Disaster Recovery is one of the major concerns when implementing a Production instance of any software solution and API Connect on OpenShift is no different. It is important that you correctly prepare for any disaster in order to ensure that you are able to recover configuration and data if disaster does strike.

High availability versus disaster recovery¶

High availability is concerned with configuring a system so that it continues to operate, and the users and any using systems don't experience any loss of service, in the event of hardware or software failures. Whereas, disaster recovery (DR) is concerned with the configurations and procedures that allow a system to be recovered following a catastrophic hardware, software, or operator failure that's led to a loss of service. The following two important metrics should be considered for DR solutions:

Recovery Time Objective (RTO) - The RTO is the time that it is acceptable for a system to be unavailable for during a disaster.
Recovery Point Objective (RPO) - As DR solutions are usually based on some sort of data copy or backup, it is possible that a system might be recovered to a state prior to the disaster occurring, rather than the state it was in at the actual instant of the disaster. The RPO measures how far back in time the recovery point will be, and therefore how much data might be lost. An RPO of zero would assert that no data will be lost, but such a solution is often a compromise against the cost and performance of the system.

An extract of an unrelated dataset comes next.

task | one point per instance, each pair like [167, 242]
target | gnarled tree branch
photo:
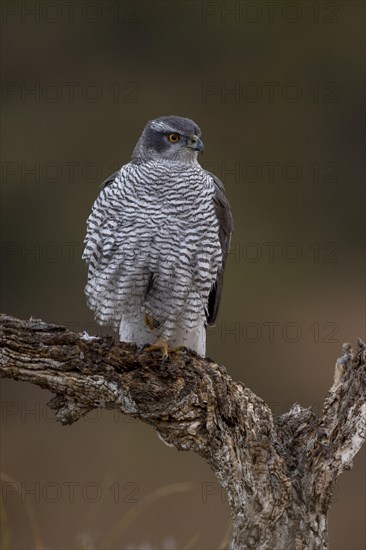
[279, 474]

To achieve high availability in your API Connect deployment, a minimum of three data centers are required (see the IBM API Connect High Availability section here). This configuration creates a quorum of data centers, allowing automated failover in any direction, and enabling all three data centers to be active. The quorum majority voting algorithm, allows for a single data center to be offline, and yet still maintain data consistency and availability across the remaining two data centers as they continue to represent a majority in the deployment (avoiding split-brain syndrome).

However, when having three data centers is not possible, a two data center deployment provides a disaster recovery solution that has both a low Recovery Time Objective (RTO), and a low Recovery Point Objective (RPO):

The tables below describe the worst-case scenario for availability of each of the IBM API Connect components:

table1

table2

You can follow the IBM API Connect documentation on the two data center disaster recovery deployment strategy on OpenShift here

Warning

Make sure you read and understand the the requirements for deploying a two data center disaster recovery (DR) solution. For instance, for this scenario to work, the latency between the two data center must be less than 80ms.

From the above website you can find links to the instructions for,

How to install a two data center deployment.
Maintain a two data center deployment which includes information about normal operation data flows for the warm components of the passive cluster.

There are other IBM API Connect HA/DR topologies that can be achieved when the requirements for the two data center disaster recovery (DR) solution explained here can not be met. These are explained in further detail in the IBM API Connect v10.x Deployment WhitePaper written by Chris Phillips.

For some of those IBM API Connect HA/DR solutions as well as for non-kubernetes deployments, manual backup and synchronization processes might be involved. You can read more detailed information about those manual processes for how to prepare for a disaster and how to recover from a disaster in the IBM API Connect official documentation here. Remember that if your IBM API Connect deployment is hosted on a cloud provider, you might be able to make use of some of the data replication mechanisms for storage.